Republican incumbents who appeared headed for victory, according to early returns, were Dan Quayle of Indiana, Bob Dole of Kansas, Warren B. Rudman of New Hampshire, Alfonse M. D’Amato of New York, Arlen Specter of Pennsylvania, Steven Symms of Idaho, Charles E. Grassley of Iowa, Bob Packwood of Oregon, Jake Garn of Utah, Bob Kasten of Wisconsin and Don Nickles of Oklahoma.

Among Democrats, other reelected incumbents included Dale Bumpers of Arkansas, Christopher Dodd of Connecticut, Alan Dixon of Illinois, Daniel K. Inouye of Hawaii, John Glenn of Ohio, Ernest F. Hollings of South Carolina, Patrick J. Leahy of Vermont and Wendell Ford of Kentucky.

Not Swayed by Reagan

Exit polls indicated that although voters still supported President Reagan, they were not swayed by his entreaties to vote for Republican candidates as a way of casting a final vote for him.

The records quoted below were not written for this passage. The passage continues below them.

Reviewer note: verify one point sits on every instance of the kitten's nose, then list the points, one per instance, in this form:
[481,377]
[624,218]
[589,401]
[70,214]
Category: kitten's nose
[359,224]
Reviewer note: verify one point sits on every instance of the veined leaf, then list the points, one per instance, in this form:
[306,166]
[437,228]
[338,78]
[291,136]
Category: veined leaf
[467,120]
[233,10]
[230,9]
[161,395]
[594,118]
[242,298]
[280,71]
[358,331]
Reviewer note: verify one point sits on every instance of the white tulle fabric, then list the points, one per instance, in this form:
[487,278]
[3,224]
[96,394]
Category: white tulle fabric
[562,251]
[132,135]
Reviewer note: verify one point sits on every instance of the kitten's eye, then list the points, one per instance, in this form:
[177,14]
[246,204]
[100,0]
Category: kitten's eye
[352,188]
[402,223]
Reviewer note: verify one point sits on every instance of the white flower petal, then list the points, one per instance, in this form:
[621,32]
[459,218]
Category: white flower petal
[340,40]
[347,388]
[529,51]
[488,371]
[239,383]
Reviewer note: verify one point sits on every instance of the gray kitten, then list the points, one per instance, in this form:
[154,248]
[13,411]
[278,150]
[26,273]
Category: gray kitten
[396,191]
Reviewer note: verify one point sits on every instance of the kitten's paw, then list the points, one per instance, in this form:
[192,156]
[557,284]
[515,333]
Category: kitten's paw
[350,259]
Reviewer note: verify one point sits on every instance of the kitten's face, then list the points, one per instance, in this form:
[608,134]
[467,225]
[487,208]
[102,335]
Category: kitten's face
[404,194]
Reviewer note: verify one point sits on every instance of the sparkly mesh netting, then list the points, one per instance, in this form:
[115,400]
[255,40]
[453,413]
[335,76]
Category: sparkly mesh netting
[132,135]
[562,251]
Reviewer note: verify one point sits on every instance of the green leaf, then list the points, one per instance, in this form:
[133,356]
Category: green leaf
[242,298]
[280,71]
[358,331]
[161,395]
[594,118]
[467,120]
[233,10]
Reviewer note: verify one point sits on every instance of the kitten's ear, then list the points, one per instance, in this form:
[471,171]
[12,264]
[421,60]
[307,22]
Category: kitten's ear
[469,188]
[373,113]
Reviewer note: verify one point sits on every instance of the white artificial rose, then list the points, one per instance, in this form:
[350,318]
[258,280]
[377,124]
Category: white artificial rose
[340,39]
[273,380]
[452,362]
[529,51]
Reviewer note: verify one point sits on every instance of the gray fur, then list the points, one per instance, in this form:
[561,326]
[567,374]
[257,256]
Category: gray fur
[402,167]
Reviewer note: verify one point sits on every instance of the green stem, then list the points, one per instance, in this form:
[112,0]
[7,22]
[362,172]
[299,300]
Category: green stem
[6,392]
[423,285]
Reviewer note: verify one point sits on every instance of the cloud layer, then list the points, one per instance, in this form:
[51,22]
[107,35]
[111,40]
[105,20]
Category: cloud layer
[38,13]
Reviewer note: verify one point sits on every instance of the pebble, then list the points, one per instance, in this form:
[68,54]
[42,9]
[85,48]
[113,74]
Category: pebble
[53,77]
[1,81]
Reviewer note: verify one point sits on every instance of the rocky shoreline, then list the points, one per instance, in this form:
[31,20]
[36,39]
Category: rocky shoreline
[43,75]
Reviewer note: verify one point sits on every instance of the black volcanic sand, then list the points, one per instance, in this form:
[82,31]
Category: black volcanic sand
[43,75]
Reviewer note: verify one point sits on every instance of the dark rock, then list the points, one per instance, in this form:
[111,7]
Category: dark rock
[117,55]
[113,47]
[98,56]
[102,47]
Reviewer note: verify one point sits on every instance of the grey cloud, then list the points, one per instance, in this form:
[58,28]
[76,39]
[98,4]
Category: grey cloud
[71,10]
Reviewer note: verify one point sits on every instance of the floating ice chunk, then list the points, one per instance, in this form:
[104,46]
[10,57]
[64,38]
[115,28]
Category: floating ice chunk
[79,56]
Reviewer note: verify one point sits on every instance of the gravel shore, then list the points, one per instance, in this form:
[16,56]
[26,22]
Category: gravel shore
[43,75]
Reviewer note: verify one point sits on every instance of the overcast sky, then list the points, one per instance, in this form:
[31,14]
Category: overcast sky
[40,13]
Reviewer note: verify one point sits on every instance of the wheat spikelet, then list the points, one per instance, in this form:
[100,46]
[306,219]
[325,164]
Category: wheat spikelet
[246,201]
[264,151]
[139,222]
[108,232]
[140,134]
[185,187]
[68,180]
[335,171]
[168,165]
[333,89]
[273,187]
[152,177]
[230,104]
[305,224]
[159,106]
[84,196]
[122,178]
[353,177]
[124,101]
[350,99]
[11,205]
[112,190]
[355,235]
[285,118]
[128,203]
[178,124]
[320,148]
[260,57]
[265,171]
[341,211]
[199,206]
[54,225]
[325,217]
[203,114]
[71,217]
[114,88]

Florida voters, for example, gave Reagan a 64% approval rating, according to CBS exit polls, but Hawkins’ final vote was expected to be at least 20 percentage points less than that.

Exit polls generally showed Democrats turned out to vote in much larger numbers than Republicans and generally voted for their party’s candidates, a key factor in the outcome of the Senate elections.

In Florida, Gov. Graham ran strong among liberals and moderates against Sen. Paula Hawkins. He carried the men’s vote by roughly 12 percentage points and the women’s vote by 10 percentage points, according to the NBC/Wall Street Journal poll.